It has been a tense time for the Cardano community as two projects – the SundaeSwap DEX and project incubator CardStarter – took their feud to court. Charles Hoskinson expressed his disappointment and urged other young builders to do better.
However, during an episode of the Sean Kim show, the technologist was more upbeat. What’s more, Hoskinson revealed which crypto uses cases he was most excited about.
My Heart “Algo” On
Hoskinson was quick to reply that he thought algorithmic stablecoins were “super cool,” as they allowed monetary policy to be separated. The Cardano founder claimed that while Bitcoin served as a store of value, it wasn’t “attractive” as a means of exchange or a unit of account. Furthermore, Hoskinson theorized how algorithmic stablecoins could play a role in El Salvador – where dollars are still in use.

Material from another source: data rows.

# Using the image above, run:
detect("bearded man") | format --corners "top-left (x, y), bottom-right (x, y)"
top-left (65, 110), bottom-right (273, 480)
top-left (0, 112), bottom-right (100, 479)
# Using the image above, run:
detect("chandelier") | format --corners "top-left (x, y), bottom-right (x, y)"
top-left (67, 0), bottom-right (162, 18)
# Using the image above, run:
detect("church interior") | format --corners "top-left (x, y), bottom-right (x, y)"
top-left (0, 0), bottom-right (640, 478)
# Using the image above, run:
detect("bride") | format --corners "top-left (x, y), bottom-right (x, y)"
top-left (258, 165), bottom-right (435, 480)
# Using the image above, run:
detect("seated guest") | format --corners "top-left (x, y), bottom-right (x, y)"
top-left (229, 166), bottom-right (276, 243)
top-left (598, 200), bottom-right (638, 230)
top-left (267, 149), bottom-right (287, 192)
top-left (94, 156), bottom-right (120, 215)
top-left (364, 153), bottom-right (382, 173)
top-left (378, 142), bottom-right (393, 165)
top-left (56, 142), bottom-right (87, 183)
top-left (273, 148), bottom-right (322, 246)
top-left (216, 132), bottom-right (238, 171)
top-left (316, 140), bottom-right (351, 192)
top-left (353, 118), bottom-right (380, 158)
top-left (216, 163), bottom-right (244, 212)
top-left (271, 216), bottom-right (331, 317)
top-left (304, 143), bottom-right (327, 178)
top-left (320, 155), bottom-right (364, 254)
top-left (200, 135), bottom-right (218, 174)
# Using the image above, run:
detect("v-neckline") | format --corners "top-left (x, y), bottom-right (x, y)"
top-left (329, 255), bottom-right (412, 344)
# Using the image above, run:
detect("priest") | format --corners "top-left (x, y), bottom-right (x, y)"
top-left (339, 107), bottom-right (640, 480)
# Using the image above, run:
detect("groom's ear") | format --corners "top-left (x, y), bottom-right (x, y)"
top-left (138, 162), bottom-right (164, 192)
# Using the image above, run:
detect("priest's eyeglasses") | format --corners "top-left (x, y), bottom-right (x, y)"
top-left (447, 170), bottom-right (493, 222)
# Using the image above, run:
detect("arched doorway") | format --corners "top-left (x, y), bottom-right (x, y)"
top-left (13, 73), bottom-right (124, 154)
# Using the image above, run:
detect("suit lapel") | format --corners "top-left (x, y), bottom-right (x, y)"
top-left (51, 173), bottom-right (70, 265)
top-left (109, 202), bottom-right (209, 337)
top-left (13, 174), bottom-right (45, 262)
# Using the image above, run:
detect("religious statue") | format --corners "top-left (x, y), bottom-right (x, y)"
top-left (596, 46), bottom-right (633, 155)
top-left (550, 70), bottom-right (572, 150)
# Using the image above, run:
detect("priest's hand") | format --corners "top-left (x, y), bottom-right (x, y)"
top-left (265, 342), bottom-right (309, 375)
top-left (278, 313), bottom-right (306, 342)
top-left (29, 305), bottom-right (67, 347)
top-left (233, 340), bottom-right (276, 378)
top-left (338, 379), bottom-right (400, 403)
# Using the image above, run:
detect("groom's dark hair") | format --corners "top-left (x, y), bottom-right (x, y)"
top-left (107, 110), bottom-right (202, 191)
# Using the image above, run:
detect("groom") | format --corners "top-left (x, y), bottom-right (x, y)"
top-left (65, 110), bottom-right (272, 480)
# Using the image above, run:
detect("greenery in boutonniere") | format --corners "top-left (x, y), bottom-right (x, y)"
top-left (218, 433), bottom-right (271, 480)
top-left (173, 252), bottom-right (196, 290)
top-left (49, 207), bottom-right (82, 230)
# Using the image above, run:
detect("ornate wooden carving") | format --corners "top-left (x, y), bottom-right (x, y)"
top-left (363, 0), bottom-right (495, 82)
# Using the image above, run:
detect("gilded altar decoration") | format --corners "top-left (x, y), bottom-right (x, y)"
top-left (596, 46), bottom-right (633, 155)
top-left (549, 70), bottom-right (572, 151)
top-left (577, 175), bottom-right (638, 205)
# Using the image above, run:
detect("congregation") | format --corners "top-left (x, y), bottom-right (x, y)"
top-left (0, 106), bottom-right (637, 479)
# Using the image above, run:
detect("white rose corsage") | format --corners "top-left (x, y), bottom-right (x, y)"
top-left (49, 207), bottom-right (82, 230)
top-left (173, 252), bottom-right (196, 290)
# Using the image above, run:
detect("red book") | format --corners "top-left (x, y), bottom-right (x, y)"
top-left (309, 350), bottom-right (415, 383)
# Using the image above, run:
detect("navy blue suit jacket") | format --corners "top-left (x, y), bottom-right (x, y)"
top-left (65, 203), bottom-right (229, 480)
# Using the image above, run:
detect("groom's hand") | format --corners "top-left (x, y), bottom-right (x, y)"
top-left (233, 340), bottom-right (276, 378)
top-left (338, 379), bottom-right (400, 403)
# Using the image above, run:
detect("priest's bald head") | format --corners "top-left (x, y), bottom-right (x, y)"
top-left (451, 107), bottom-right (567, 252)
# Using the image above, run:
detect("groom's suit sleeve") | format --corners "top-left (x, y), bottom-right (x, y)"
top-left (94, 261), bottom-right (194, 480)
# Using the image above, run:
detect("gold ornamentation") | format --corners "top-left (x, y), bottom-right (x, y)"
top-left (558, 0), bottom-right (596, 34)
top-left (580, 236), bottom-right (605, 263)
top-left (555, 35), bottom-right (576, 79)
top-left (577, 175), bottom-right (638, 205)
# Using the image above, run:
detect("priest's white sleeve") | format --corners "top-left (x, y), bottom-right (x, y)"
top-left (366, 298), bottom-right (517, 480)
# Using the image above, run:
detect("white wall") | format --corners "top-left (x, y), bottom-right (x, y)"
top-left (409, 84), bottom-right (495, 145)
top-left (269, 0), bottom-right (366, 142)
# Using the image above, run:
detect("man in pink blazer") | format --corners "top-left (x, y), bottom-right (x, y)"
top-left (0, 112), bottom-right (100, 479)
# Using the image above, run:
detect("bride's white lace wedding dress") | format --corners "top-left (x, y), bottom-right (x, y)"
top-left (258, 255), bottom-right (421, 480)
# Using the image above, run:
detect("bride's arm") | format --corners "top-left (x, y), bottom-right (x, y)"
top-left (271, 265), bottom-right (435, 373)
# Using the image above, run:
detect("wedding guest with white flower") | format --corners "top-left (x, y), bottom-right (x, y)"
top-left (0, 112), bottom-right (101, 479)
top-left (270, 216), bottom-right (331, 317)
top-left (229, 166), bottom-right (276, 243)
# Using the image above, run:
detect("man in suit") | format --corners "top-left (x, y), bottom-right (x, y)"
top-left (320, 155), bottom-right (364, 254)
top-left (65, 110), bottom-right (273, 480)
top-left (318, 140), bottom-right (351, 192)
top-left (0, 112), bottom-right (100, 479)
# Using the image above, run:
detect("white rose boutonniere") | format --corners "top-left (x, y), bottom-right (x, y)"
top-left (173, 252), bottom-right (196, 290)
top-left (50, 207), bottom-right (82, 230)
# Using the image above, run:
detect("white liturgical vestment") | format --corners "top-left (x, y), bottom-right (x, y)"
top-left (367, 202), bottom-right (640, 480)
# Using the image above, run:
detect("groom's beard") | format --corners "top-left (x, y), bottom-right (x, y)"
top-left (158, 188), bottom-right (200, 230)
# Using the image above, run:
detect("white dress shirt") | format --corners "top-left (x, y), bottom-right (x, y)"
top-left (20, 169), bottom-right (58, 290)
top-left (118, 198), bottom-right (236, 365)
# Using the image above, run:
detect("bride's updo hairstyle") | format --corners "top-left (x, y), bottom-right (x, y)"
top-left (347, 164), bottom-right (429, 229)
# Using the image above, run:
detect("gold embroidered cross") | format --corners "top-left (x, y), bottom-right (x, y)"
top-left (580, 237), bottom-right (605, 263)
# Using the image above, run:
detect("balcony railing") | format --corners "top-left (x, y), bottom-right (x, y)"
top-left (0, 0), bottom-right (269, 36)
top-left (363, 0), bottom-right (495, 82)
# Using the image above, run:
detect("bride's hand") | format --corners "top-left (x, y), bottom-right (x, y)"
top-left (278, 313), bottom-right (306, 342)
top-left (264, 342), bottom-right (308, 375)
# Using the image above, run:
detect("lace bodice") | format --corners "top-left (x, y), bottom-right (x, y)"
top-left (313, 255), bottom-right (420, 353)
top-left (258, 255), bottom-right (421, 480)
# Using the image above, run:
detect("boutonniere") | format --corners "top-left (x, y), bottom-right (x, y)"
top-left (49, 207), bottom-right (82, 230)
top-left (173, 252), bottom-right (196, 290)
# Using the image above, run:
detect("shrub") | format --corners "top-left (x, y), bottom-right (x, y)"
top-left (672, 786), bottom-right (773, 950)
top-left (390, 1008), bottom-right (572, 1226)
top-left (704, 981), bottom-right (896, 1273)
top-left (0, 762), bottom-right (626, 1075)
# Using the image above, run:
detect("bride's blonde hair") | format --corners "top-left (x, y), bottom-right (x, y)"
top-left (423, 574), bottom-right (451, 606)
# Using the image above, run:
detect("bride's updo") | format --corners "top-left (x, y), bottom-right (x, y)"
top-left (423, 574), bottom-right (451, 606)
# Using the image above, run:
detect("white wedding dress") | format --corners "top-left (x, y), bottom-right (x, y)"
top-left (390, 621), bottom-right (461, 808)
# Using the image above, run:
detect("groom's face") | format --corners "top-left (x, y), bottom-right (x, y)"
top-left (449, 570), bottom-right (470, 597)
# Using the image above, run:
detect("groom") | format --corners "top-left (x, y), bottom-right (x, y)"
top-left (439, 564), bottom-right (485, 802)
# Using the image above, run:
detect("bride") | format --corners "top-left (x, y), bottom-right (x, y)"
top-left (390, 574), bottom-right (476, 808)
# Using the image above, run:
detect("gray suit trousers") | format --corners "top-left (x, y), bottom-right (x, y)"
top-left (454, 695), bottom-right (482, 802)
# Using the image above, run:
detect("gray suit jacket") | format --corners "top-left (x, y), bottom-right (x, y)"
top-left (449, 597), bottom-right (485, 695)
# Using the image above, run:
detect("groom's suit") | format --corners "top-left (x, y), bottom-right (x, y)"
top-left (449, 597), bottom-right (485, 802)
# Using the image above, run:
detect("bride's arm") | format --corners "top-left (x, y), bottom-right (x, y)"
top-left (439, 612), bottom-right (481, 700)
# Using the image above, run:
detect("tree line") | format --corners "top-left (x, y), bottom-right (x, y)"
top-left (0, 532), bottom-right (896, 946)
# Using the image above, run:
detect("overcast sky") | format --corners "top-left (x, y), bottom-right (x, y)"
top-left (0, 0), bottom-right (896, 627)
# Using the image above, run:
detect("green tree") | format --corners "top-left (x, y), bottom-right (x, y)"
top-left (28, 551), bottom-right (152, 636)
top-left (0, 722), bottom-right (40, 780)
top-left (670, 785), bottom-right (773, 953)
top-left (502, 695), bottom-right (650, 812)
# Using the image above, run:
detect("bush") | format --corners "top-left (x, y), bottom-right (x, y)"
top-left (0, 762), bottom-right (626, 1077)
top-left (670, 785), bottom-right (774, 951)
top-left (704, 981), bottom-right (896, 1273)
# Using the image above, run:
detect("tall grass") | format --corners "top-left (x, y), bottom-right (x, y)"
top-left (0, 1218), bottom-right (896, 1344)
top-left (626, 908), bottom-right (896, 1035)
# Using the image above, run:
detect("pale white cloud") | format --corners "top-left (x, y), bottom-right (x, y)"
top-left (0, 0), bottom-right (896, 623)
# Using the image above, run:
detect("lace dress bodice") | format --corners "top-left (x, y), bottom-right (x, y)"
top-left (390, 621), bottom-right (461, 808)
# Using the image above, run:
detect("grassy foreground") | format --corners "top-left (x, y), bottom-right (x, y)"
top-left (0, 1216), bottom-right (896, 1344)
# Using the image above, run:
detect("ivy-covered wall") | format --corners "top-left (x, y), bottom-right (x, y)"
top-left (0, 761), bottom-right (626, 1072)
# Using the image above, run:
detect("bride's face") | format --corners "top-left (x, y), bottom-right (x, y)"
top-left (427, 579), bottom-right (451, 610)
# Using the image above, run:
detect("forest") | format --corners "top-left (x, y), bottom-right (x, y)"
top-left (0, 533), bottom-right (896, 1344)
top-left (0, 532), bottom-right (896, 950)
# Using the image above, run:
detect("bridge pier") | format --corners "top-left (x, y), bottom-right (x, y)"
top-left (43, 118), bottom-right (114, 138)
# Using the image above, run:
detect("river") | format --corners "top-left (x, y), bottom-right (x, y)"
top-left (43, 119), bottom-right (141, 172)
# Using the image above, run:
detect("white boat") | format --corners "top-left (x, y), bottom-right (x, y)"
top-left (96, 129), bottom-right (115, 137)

“I think El Salvador is the first one that’s going to have to contend with this…so people are still making dollars, there’s still a lot of cash floating around – they just made it easy to exchange dollars for Bitcoin and back.”
“What if, you could take Bitcoin and create a dollar-like stablecoin for Bitcoin – an algorithmic stablecoin from that?”
Hoskinson reminded viewers of Djed, an algorithmic stablecoin backed by crypto which Cardano’s developer arm IOG created. The Cardano founder suggested that the same principle could apply to other crypto assets too.
Looking at countries like El Salvador and Argentina, Hoskinson noted that investing in deflationary assets was helpful to fight inflation and for people to “hide their money.”
“Peer” bear with me
Another development that he found exciting- Hoskinson said that 2022 would see his team accomplish peer-to-peer lending into Africa. He believed that enabling the flow of value from the “developed world” to the “developing world” would help standardize interest rates – and ultimately bring them down.
ADA up the facts
All said and done, however, bulls are waiting for ADA’s rally.
According to Coinbase, ADA was trading at $1.03 near press time, having fallen by 3.44% in the last 24 hours. In one month, the coin has dropped by 34.41%.
However, trading activity leaned heavily towards buying, and the typical hold time amongst Coinbase investors was about 94 days.